Ehl-i Sünnet ve'l Cemaat...
Peygamberimiz (asm) vefatından önce “İslâmiyet Şahsiyet-i Maneviyesi”ni oluşturmak için “Ben sizlere iki şey bırakıyorum. Onlara uyarsanız kurtulursunuz. Allah’ın kitabı ve benim sünnetim” (Tirmizî, Menâkıb: 31; Ahmed b.
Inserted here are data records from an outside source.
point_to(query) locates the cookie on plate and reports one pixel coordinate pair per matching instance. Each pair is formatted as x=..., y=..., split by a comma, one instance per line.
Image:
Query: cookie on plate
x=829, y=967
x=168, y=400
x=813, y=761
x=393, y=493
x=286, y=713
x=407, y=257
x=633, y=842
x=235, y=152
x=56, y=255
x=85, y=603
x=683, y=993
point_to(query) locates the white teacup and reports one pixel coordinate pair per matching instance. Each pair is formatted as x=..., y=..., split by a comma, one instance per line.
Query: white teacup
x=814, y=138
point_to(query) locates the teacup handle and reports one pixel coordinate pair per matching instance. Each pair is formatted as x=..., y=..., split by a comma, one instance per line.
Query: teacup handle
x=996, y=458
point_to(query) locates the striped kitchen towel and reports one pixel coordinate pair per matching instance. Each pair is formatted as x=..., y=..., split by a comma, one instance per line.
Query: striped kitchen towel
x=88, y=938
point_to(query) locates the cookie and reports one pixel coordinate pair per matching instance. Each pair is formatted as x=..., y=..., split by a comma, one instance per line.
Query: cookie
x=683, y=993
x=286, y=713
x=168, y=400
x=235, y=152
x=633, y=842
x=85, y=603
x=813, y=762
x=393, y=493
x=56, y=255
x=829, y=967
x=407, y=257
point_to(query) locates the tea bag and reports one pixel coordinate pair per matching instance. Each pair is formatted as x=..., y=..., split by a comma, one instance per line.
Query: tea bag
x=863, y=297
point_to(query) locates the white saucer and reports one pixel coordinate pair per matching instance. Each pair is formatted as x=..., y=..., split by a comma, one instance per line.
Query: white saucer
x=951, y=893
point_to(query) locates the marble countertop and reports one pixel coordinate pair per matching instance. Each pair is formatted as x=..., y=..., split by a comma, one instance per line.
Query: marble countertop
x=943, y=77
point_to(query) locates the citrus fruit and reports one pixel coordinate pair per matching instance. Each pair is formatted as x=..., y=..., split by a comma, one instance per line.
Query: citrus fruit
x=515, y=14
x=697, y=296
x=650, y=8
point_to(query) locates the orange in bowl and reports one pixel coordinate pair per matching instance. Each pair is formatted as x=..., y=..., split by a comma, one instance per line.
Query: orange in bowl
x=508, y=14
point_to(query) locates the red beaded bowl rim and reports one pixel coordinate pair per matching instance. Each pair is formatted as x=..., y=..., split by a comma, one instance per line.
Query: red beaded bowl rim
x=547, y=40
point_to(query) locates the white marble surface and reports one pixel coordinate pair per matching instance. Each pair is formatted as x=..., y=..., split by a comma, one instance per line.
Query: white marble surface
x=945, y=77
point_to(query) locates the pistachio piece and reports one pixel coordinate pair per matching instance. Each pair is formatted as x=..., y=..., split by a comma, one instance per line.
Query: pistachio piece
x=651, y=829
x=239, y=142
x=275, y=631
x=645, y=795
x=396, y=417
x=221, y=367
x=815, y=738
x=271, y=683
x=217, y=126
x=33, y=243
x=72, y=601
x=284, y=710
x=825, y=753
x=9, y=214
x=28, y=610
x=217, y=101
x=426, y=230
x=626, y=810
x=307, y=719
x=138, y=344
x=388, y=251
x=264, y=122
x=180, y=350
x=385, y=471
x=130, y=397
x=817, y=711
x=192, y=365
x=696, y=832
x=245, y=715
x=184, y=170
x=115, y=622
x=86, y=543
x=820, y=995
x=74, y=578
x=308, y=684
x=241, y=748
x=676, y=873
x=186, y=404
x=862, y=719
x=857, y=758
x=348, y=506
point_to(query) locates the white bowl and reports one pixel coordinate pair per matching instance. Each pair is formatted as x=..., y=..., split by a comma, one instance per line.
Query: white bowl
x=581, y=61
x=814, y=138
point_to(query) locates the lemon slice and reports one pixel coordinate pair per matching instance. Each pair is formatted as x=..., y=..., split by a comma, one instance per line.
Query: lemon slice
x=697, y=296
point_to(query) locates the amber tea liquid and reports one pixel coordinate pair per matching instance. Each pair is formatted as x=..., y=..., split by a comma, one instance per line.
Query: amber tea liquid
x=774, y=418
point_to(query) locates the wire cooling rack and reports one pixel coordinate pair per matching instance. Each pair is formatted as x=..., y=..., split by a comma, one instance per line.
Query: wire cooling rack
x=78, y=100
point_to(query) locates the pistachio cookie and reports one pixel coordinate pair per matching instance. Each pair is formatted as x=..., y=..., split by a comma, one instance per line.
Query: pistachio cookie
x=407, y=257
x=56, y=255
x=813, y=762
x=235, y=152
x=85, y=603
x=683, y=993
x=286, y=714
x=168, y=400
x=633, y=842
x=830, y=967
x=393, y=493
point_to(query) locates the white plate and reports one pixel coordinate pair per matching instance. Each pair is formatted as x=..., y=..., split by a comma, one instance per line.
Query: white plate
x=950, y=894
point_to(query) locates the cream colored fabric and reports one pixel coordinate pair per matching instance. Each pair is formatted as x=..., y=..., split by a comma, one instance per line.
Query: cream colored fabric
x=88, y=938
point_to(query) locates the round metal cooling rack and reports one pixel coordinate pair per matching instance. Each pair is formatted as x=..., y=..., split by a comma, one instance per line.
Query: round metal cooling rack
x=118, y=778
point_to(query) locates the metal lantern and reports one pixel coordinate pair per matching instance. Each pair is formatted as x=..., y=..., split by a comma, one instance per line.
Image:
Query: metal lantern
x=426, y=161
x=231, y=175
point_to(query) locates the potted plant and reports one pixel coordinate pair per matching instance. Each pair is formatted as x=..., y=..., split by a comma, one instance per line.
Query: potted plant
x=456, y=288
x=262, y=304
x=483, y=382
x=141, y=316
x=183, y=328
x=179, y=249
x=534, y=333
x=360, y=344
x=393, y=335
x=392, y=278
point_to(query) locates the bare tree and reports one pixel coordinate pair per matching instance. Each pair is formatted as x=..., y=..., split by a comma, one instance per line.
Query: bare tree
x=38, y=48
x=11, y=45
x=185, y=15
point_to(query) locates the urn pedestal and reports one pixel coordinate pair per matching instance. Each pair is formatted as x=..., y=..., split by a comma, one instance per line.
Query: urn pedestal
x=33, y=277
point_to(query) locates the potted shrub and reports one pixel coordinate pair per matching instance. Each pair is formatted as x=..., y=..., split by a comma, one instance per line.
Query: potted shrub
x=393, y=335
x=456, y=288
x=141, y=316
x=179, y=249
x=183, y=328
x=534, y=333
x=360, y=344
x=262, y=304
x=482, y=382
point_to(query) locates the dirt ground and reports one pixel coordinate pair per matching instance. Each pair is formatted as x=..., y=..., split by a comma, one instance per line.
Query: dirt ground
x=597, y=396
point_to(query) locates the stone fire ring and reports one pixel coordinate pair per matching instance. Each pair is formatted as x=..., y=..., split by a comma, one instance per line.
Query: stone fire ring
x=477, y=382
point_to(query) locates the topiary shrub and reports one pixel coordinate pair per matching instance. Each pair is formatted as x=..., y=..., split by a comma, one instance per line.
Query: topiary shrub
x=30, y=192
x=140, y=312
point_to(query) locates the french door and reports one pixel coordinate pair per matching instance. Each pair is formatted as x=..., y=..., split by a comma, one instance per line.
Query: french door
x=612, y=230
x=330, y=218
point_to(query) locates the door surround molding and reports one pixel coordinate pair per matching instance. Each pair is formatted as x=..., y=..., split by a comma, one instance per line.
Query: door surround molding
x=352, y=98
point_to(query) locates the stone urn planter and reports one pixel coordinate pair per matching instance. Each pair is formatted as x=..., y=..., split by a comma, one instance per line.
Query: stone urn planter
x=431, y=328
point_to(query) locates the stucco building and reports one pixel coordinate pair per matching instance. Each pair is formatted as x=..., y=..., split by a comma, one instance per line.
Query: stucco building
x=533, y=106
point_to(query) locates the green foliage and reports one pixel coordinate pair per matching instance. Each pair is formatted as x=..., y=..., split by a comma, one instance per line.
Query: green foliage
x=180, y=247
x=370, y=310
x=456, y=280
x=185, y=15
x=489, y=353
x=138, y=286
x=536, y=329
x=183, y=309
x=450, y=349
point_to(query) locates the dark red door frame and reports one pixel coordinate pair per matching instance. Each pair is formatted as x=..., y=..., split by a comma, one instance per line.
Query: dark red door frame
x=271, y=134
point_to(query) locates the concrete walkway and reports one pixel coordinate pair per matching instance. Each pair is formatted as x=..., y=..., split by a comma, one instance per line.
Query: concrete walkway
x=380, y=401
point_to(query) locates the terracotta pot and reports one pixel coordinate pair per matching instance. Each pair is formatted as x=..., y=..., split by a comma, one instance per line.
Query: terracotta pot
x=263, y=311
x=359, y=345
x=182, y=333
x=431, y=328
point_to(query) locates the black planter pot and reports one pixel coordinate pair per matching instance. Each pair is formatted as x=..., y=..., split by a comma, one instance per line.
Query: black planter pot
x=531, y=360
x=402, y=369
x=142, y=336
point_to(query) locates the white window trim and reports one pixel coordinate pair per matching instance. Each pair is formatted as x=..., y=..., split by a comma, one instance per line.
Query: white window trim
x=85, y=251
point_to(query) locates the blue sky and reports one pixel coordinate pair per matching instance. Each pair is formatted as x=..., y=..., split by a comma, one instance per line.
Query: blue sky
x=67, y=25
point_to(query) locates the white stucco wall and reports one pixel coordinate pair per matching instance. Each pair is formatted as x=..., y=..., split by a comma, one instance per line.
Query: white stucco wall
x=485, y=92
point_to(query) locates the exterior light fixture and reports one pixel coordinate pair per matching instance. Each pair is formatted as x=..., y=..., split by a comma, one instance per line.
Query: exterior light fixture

Hanbel, Müsned, 3:14, 17, 26; Bediüzzaman, Lem’alar, 2011, s. 44.) buyurarak şahıslara bağlı bir cemaat değil, Kur’ân ve Sünnet’e, Kur’ân ve Sünnetin ortaya koyduğu prensiplere bağlı bir cemaat, bir şahs-ı manevî oluşturulmasını tavsiye buyurdu.
Peygamberimizin (asm) bu tavsiyesi gereği “Sahabe, Tabiin ve Tebe-i Tabiin” prensiplerini oluşturdular. Eş’ârî ve Maturudî “İnanç ve İtikadî” prensipleri sistemleştirdi, İmam-ı Azam, Şafii, Maliki ve Hanbelî de amel ve ibadete ait Kur’ân ve Sünnetin prensiplerini “Farzlar, Vacipler, Haramlar, Sünnetler, Mekruhlar, Mübahlar” olmak üzere sistemli hale getirdiler. Daha sonra onların takip ettiği metodu ve sistemi takip eden İslâm bilginleri “Mezhepler” adı verilen şahsa değil prensiplere bağlı olan “Şahs-ı Manevileri” oluşturdular. Ümmet bu prensiplere sahip çıkarak Allah rızasını kazandıracak olan inanç ve ibadeti takip ederek “Ehl-i Sünnet ve’l-Cemaat” denen bütün Müslümanların gidebileceği “Cadde-i Kübrayı” oluşturdular.